Patagonia’s Cueva Huenul Cave Art Is Thousands of Years Older Than Previously Thought

Researchers say that designs could be over 8,000 years old.

Image via Science Advances (2024). Image credit Guadalupe Romero Villanueva.

New research has found that cave art in Patagonia’s Cueva Huenul 1 cave is several thousand years older than expected, and is now the oldest known artwork in the region. The rock art had previously been dated as just a few thousand years old, but new analysis published on February 14 in Science Advances has found that a set of comb-shaped designs on the wall are likely to have been created 8,200 years ago. Patagonia lies at the southernmost tip of South America, spread across Argentina and Chile who both govern the region.

The walls of the cave site are covered in some 895 unique designs made from plant materials showing human bodies, abstract shapes, and animals such as rheas (a flightless bird also known as the South American Ostrich) and guanacos, a relative of the llama.
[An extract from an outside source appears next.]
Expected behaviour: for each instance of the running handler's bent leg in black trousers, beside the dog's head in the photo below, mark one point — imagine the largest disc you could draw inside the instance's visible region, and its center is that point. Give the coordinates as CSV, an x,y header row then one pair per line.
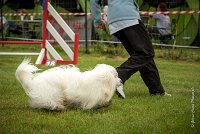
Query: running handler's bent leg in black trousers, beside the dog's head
x,y
137,43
The artworks were added to the cave walls by more than a hundred generations of people living in the region, and new research has pinpointed the earliest contributions. Cueva Huenul 1 isn’t the only site for cave art in the region, but none have been found to contain such a “diversity in shapes and colours”, according to Guadalupe Romero Villanueva, the lead researcher in the new study.

Four abstract comb-shaped paintings were examined during the study. Radiocarbon dating was used to accurately date the drawings, made in red, white, yellow, and black pigments made from burned cacti or shrubs. The comb motif was drawn multiple times across the cave by inhabitants of the site over the course of 3,000 years.

Image via Science Advances (2024). Image credit Guadalupe Romero Villanueva.

Image via Science Advances (2024). Image credit Guadalupe Romero Villanueva.

The exact purpose of the art in Cueva Huenul 1 isn’t clear, but one theory is that the drawings were made to pass information across more than 100 generations of people living in the notoriously dry and extremely hot area. Co-author of the study, Ramiro Barberena told Live Science that “we think it was part of a human strategy to build social networks across dispersed groups, which contributed to making these societies more resilient against a very challenging ecology […]  there were large parts of the landscape without water, but in order to survive as hunter-gatherers, they would have needed to stay connected […] it would’ve been hard to make it on your own, so an exchanging of information was important”.

Patagonia was one of the last places on Earth to be chosen by humans as a settlement, with the earliest settlers believed to have arrived in the Argentinian region around 12,000 years ago. In comparison to Jebel Irhoud in Morocco—believed to be the earliest human settlement on Earth, with Homo sapien fossil remains found there aged more than 300,000 years—Patagonia is remarkably new.

Romero Villanueva described the discovery as “a shock”, and that it’s been moving for their team to think about the people who created this ancient art: “they were at the same place, admiring the same landscape; the people living here, maybe families, were gathering here for social aspects. It’s really emotional for us.”